I purchased three of these little guys from a reputable Cichlid dealer, so I'm fairly certain they're not hybrids. The problem is that he (the store owner) hadn't labeled the tank yet, so I don't know exactly what these are. He mentioned that they where some kind of Mbuna, and I think I heard him say they where some kind of Lab...I was waaaaaay to excited to remember pretty much anything that day ( I got 9 new cichlids that day  )

So, can anyone tell me what kind of fish these little guys are? The photos are a touch blurry, but if it helps, they're orange (not yellow like a Yellow Lab) and look "dusty", as if someone took a quick pass over them with a can of black or dark blue spray paint.

http://picasaweb.google.com/randommexic ... 1500349554
http://picasaweb.google.com/randommexic ... 5795316866


----------



## gaqua (Apr 11, 2008)

Might be Msobo deep

http://www.african-cichlid.com/Msobo.htm


----------



## Xenoterranos (Mar 14, 2007)

Thanks! I went through the species profiles before, but didn't think about looking at the pics of females on the dimorphic species.

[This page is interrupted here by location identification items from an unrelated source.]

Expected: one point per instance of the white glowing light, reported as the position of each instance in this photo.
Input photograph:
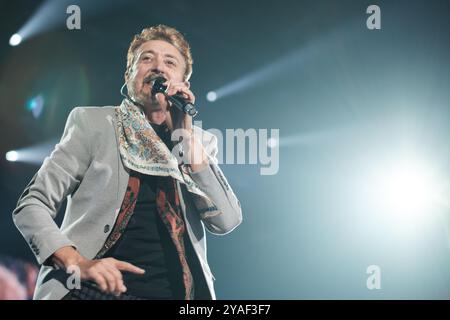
(12, 156)
(15, 39)
(211, 96)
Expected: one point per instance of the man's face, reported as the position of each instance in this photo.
(154, 57)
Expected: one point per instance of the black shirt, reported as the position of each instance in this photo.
(146, 243)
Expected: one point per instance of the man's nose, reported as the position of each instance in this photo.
(158, 67)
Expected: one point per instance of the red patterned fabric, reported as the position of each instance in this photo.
(169, 210)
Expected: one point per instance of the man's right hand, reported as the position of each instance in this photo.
(106, 273)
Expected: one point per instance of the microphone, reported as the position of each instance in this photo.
(177, 100)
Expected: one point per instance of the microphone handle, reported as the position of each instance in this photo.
(180, 102)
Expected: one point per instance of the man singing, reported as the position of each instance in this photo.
(136, 210)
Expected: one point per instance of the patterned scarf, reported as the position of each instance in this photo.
(143, 151)
(142, 148)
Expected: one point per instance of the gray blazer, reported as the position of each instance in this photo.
(86, 168)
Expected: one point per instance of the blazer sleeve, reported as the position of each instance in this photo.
(58, 177)
(227, 213)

Really, thank for the help, it's been bugging me for 3 weeks now. I was thinking there whee some kind of zebra, but again didn't even think they might be females.


----------



## dielikemoviestars (Oct 23, 2007)

COULD be saulosi, but Mboso looks closer.


----------



## BenHugs (Jan 13, 2007)

I think Msobo deep male transforming???????


----------



## Sakura (Sep 7, 2007)

Looks like msobo rather than saulosi because of the shape of the forehead/mouth.


----------